En medio de todo esto, la Vicepresidente anunció con bombos y platillos que daría sus “últimas palabras” y que lo transmitiría por YouTube. No midió. Nuevamente habló de “pelotón de fusilamiento” en un país con una vasta historia de fusilamientos reales. Y uno que creía que tan solo estaba en un juicio oral. Como nadie se enteró porque –repito– casi nadie consume noticias, salieron los sindicatos de empleados públicos a anunciar que, si el 6 de diciembre es condenada Cristina, “se para el Estado”. No entiendo la necesidad de hacernos ilusionar de esa manera.
Pero no quiero correrme del eje central de este texto: lo chiquitito que es el mundo para el que hablamos, por el que discutimos, por el que nos decimos de todo. Un universo que cae en todos los formatos con la increíble y siempre eterna excepción de la radio. Un punto de rating argentino equivale a 78.121 personas según el propio IBOPE. Supongamos que tenemos un gobierno que sabe organizar un censo y realmente somos 47 millones de condenados en este purgatorio al que llamamos Argentina: ¿somos conscientes de que tres puntos de rating también significa que 46.765.637 compatriotas ni se enteraron de qué dijiste sobre qué cosa?
Y dentro de ese micromundo, más micromunditos llenos de personajes que nos darían cosita si no fuera que compiten con nosotros por el mismo oxígeno. Gente que sabe que no es normal el nivel de guita alcanzado por Cristina pero la justifica en nombre de una prebenda disfrazada de derecho vía subsidio a una serie, una película, un festival “gratuito” o lo que venga.
Y no quiero dejar afuera a aquellos que también saben que no es normal pero lo desmienten para sostener un esquema de ideas que solo existen en sus cabezas; que la realidad les demostraría a diario el producto de años de despilfarro si tan solo se animaran a mirar a las personas tiradas en la calle. O a esas que se meten dentro de los containers de basura a ver si encuentran algo. Ni de milagro pretendo que registren que la muerte de un chico de cuatro años aplastado por un camión en un basural debería, de mínima, interpelarlos sobre costos-beneficios de El Modelo.

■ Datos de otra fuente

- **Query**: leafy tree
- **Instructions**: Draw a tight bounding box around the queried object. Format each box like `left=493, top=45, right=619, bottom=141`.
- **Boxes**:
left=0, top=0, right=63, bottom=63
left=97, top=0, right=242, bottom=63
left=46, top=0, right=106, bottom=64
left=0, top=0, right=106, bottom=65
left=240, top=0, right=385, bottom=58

Todos, absolutamente todos tienen algo en común con el resto de la sociedad informada, esa que ya aclaré que es minoría: culpar a los medios de comunicación y a sus integrantes por lo mal que le puede ir al político favorito. Ni que fuéramos tan importantes. De hecho, la mayoría de las personas más relevantes de los medios siempre tuvieron muy en claro algo que se podía resumir en una frase del humorista gráfico español Forges: “Los periódicos en España se hacen, en primer lugar para que los lean los periodistas; luego los banqueros; más tarde, para que el poder tiemble y, por último e inexistente término, para que los hojee el público”.
Quizá, el problema radique en que todos, incluso las personas más relevantes de la información, lo han olvidado o prefieren sentirse importantes. Aunque eso implique que la inmensa, casi absoluta mayoría del país no nos escuche, no nos lea, no nos vea.
Después de todo, ¿qué tenemos para ofrecer más allá de demasiadas noticias sobre cuestiones que ya todos conocen y que nadie puede modificar? Ideas, quizá. Pero para eso hay que leer otros temas. Y no hay tiempo para leer, ¿no ven que estamos con las noticias?
Indígnese, por favor.
Ah, qué difícil cobrar por esto…
(© Nicolás Lucca / Relato del PRESENTE)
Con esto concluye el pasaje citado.